Quote:Original post by DoctorGlow
I'm more interested in correctness and consistency then saving few seconds on shutdown.
This depends on type of application. Memory is just part of the equation, there's also all other resources, such as file and socket handles, video and other media resources, and much more.
And there's something worse. If you hit pagefile, then deleting all the memory will need to reload all the data from disk just to free it.
If user hits shutdown, what you *need* to do is save anything that needs saving. Perhaps a document user is editing.
For games - exit might as well be immediate after [exit] is pressed. Just check if a save happens to be in progress.
As far as consistency goes - this isn't against it. Your application can still be fully consistent, and do all the nice cleanup/shutdown and RAII and all that for testing and debugging, but do the fast exit for release. This approach works for all applications, as long as you keep track of dirty state which needs to be fully committed.
Another problem is runaway/undefined behavior of code. While that might make application unresponsive, if the event loop remains alive, it would allow you to cleanly kill the application, whereas full cleanup would just hang.

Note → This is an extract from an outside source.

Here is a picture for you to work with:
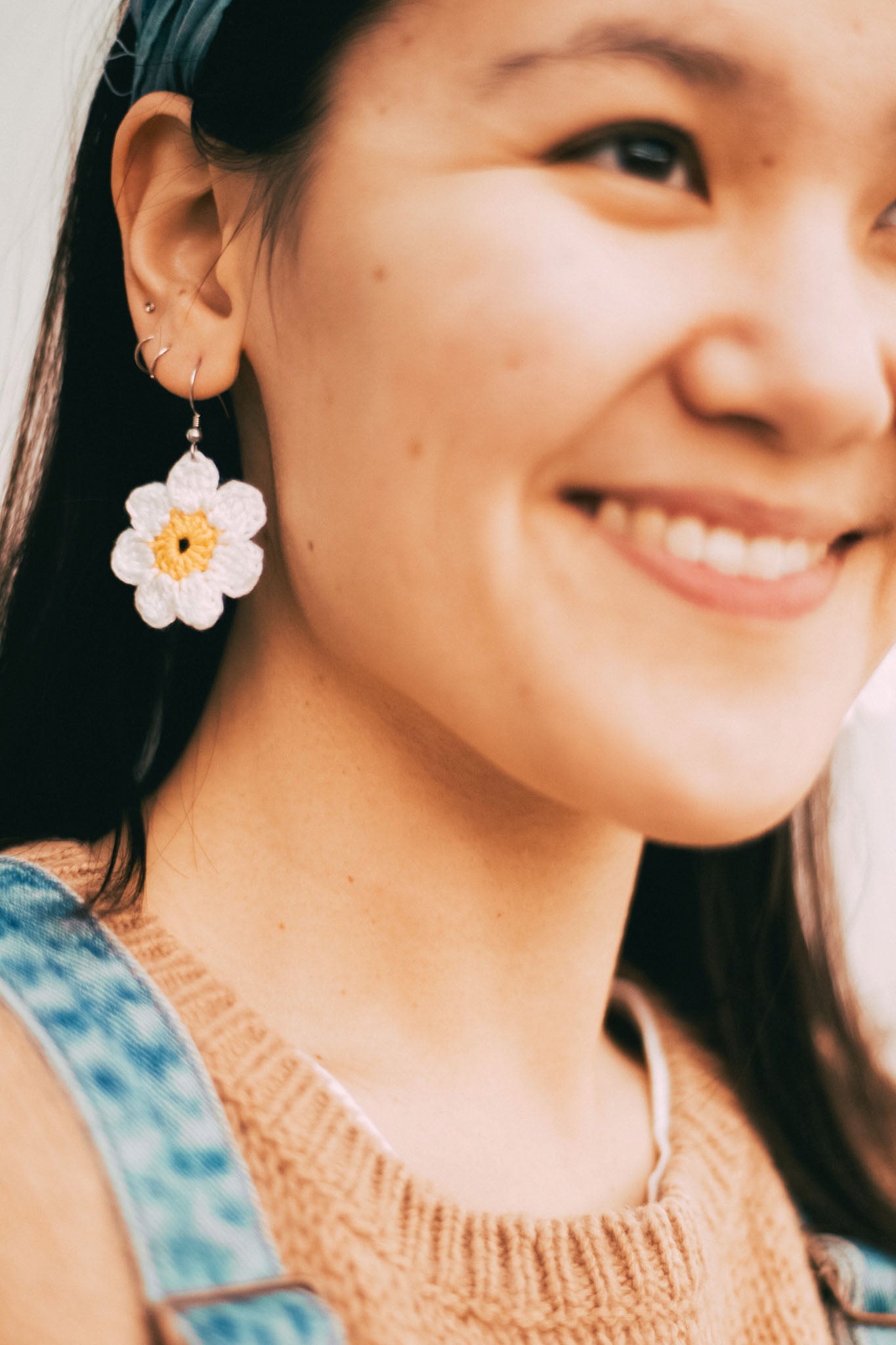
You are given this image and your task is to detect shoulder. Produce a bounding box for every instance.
[0,842,146,1345]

Also, experience shows that due to various reasons, using System.exit() in Java is a good practice to avoid spurious java apps hanging around after they've shutdown, which is an incredibly common problem. Might as well call it after believing to have shutdown what is required.

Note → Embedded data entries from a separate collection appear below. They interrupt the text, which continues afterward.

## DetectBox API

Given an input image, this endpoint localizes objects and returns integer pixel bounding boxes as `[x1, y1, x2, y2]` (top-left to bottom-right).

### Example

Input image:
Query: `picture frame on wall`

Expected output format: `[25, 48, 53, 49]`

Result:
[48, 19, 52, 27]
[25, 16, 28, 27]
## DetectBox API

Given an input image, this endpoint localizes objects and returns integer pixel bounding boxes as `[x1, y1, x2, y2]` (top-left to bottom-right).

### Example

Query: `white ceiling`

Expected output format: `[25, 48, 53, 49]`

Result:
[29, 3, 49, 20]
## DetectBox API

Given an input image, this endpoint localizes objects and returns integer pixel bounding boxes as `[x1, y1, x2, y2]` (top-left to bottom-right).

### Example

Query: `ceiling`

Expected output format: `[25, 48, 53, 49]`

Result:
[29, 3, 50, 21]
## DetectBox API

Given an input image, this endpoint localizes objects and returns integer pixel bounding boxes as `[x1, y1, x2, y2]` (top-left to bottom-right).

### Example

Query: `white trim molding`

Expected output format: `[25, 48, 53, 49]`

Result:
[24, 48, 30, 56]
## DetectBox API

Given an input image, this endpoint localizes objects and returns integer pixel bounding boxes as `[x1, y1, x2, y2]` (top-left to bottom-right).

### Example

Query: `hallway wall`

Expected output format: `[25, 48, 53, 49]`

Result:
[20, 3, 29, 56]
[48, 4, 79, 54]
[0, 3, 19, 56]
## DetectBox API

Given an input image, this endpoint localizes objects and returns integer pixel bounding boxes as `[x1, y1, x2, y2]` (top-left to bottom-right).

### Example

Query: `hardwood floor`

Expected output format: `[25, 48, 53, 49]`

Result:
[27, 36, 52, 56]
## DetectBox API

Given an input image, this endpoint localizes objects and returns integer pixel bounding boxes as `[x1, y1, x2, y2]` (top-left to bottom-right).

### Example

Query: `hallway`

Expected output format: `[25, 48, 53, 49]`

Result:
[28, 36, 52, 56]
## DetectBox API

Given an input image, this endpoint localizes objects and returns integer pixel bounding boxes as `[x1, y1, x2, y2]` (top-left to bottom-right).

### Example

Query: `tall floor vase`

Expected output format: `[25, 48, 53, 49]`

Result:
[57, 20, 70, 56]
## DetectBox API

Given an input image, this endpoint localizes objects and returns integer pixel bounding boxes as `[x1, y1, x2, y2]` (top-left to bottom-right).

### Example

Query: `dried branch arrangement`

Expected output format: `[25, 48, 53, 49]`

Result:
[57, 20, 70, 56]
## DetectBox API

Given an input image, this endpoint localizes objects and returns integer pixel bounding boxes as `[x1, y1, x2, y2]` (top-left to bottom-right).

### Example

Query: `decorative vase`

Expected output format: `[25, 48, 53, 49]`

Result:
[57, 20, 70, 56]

In native apps, especially when dealing with complex resources or heavy use of hardware, obscure synchronization bugs will creep up.
Quote:IMHO, adhering and using good programming practices makes and teaches you to be a better programmer and that's for me is a big plus,
Good practices also involve real world issues, not academic purist approach. And applications hanging during and after shutdown are a real world problem.
Finally - almost all of CS and best practices is taught on infallible machines. RAM does cause faults, OS does mess up, GPU does perform incorrect calculations due to overheating, third-party API does break.... At least obey the user and simply exit when asked for.
Quote:regardless if it takes more code, longer to write and more reading at the beginning of your programming journey.
More code = bigger statistical chance of introducing a bug (programmer, hardware error, faulty unit test, disk fault, timing issue due to cache flushes, maintenance programmers, etc.).
Perfection is not when there is nothing to add, but when there is nothing left to take away.
Quote:Not all "resources" are like memory, and not all of them are automatically freed on program exit.
This is very true, especially with any kind of external storage (files, databases, ...).
But applications do crash, power does go out, OS does lock-up. So rather than assuming one can write perfect cleanup, make sure to have a recovery mechanism that will handle all this junk leftover data.
There are two sets. One covers the data you absolutely need to cleanup and preserve. The other is optional.
Since the number of problems in second set is effectively infinite, instead plan for the first one with absolute scrutiny. When something needs to be persisted, it is. When something needs to be cleaned up, make sure it is.
Counter example - savegame. User presses save, gets "ok", presses exit, game exits cleanly, OS crashes. Bummer, data still wasn't committed to disk, so the savegame will be corrupted.
Now assume other way: savegame is atomic, and doesn't return "ok" until it confirms data was written to disk completely and correctly. At that point, you might as well ExitProcess(). Nothing can go wrong.
This doesn't involve internal state management and leak prevention - it is about the important data that matters to user. If you can get that right, then you also solve the crash problems and other unexpected termination scenarios.
Same for servers. They *will* exit uncleanly. So instead, "crash" them yourself. Migrate data from one server to another, kill the original one along with the OS and do a hard reset. Obviously, you can try for clean shutdown first. This is one of reasons why PHP is so popular in practice - stateless + per-request startup/shutdown.
This last advice in particular may be controversial, but once you realize how many things can and do go wrong, it becomes easy to assume that prevention is always good, but having a perfect recovery plan is better.
One final point on quick shutdown - low power. Many battery powered devices out there, and most of them operate on really small persistent state. Trying to shut down hundreds of megabytes of data when only 40kb really need to be written is not really a benefit for the user.